Dans la pratique, beaucoup d’entre eux n’arrivent pas à payer leurs primes, avec un salaire de misère.

Comment peut-il en être autrement? D’ailleurs, un bon tiers des Suisses se font aider et obtiennent auprès des cantons des subventions. Alors que leurs revenus sont bien plus élevés.

Mais là aussi, difficile de rester dans l’anonymat et prétendre à une aide étatique, qui de surcroît se base sur la preuve du paiement des impôts.

Selon l’OFAS, tout assuré de condition modeste a droit aux subsides. La Confédération assume d’ailleurs les deux tiers des subventions, les cantons, le tiers restant.

Mais les cantons, qui distribuent cette aide, peuvent imposer des restrictions. Comme la condition que le sans-papier séjourne «régulièrement» dans son canton.

Enfants subsidiés

Il y a tout de même des cantons qui ont adopté une politique très ouverte face à cette question, surtout en Romandie.

On ne s’étonne alors guère que les cantons de Fribourg et Genève octroient sans problèmes des subsides aux enfants.

«Ils ont droit à la scolarité. Ils sont donc connus. Et c’est pourquoi nous avons limité les subsides aux enfants», affirme Ruth Luthi, la cheffe de la Santé et des affaires sociales du canton de Fribourg

Et afin de garantir l’anonymat des parents, le CCSI effectue les démarches en leur nom.

A Genève, si les sans-papiers réussissent à prouver qu’ils ont payé des impôts (prélevés à la source), ils peuvent demander des subventions.

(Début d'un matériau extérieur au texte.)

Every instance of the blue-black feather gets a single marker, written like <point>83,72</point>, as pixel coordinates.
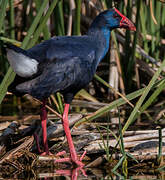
<point>67,63</point>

Et le législatif du canton de Vaud s’est à son tour penché sur le problème.

Mais une fois de plus, les sensibilités en matière de reconnaissance des sans-papiers diffère fortement d’un canton à l’autre. Et Outre-Sarine cette cause ne rencontre que peu d’échos.

Espoir d’une ligne commune

Toutefois, les collectifs de soutien aux sans-papiers gardent l’espoir que les cantons se mettent d’accord sur une politique commune. Comme ils l’ont fait pour la scolarisation obligatoire des enfants de sans-papiers.

Mais si certaines communes refusent encore de scolariser ces enfants-là, on peut bien imaginer qu’elles ne vont pas aider les sans-papiers à payer leurs assurances.

Et cela surtout dans un contexte d’augmentation constante des coûts de la santé. L’accès aux soins des sans-papiers est alors logiquement relégué en bas de liste des problèmes liés à la LAMal.

La Conférence des directeurs cantonaux des affaires sociales n’a en tout cas pour l’instant fait aucune démarche allant dans ce sens. Les dissensions entre les cantons à l’égard de la simple obligation d’affilier les sans-papiers sont déjà trop importantes.

«Cette question est par contre discutée au sein du GLAS, le Groupement latin des Assurances sociales, rapporte Ruth Luthi. Et je pense que nous pourrons trouver une harmonisation au niveau romand».